The mammoth remains were discovered in the 1970s, but science at that time did not yet have the right means to ‘read’ the DNA – the main carrier of hereditary information.
Bones and skeletons don’t tell the whole story
The DNA in the mammoth molars had disintegrated into “extremely small pieces,” over the past hundreds of thousands of years, says lead researcher and evolutionary scientist Love Dalén of the Center for Paleogenetics in Sweden. To put the DNA back together, his team had to piece together billions of ultra-small pieces.
Now that this puzzle has been completed, scientists can learn more about the mammoths. Most of the knowledge of prehistoric animals has been gained from the discovery of skeletons and bones, but they don’t tell the whole story, says Dalén.
“Analyzes of bones and teeth only provide researchers with information about a handful of features, while DNA can reveal many tens of thousands of features,” he says.

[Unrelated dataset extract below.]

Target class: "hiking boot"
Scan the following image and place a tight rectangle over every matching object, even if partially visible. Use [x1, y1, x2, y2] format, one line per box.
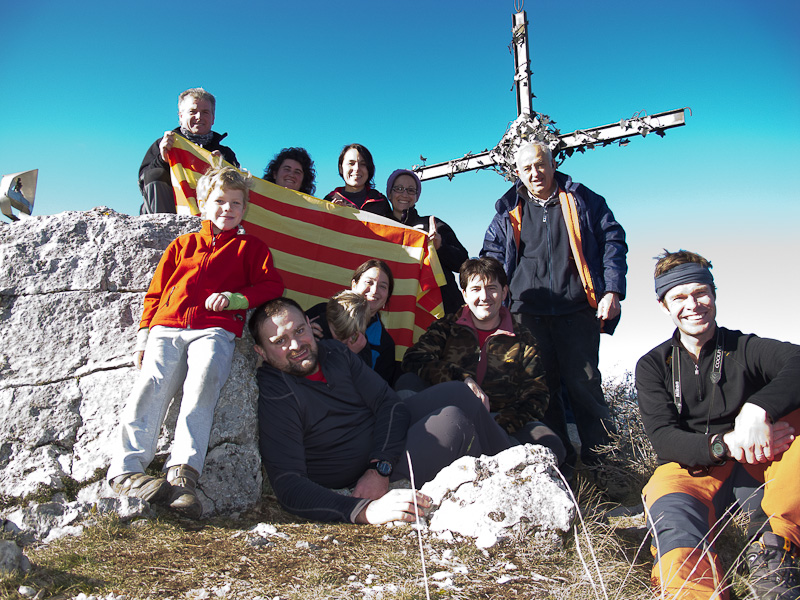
[167, 465, 203, 519]
[745, 531, 800, 600]
[108, 473, 171, 504]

A woolly mammoth’s tusk juts out of the Siberian permafrost.
Mammoths walked across lost land bridge
By comparing the DNA found with DNA from younger mammoth species, scientists can investigate how the species related genetically to each other. For example, the Swedish researchers have already discovered that ‘their mammoths’ were directly related to the specimens that walked from Siberia to North America about 1.5 million years ago over a now-vanished land bridge.
The genetic material may also provide insight into the origins of mammoths. In addition, the mammoth DNA can probably tell more about the characteristic hair that the primeval elephants had and how they continuously adapted to climate changes over the centuries.
The study has been published in the leading scientific journal Nature.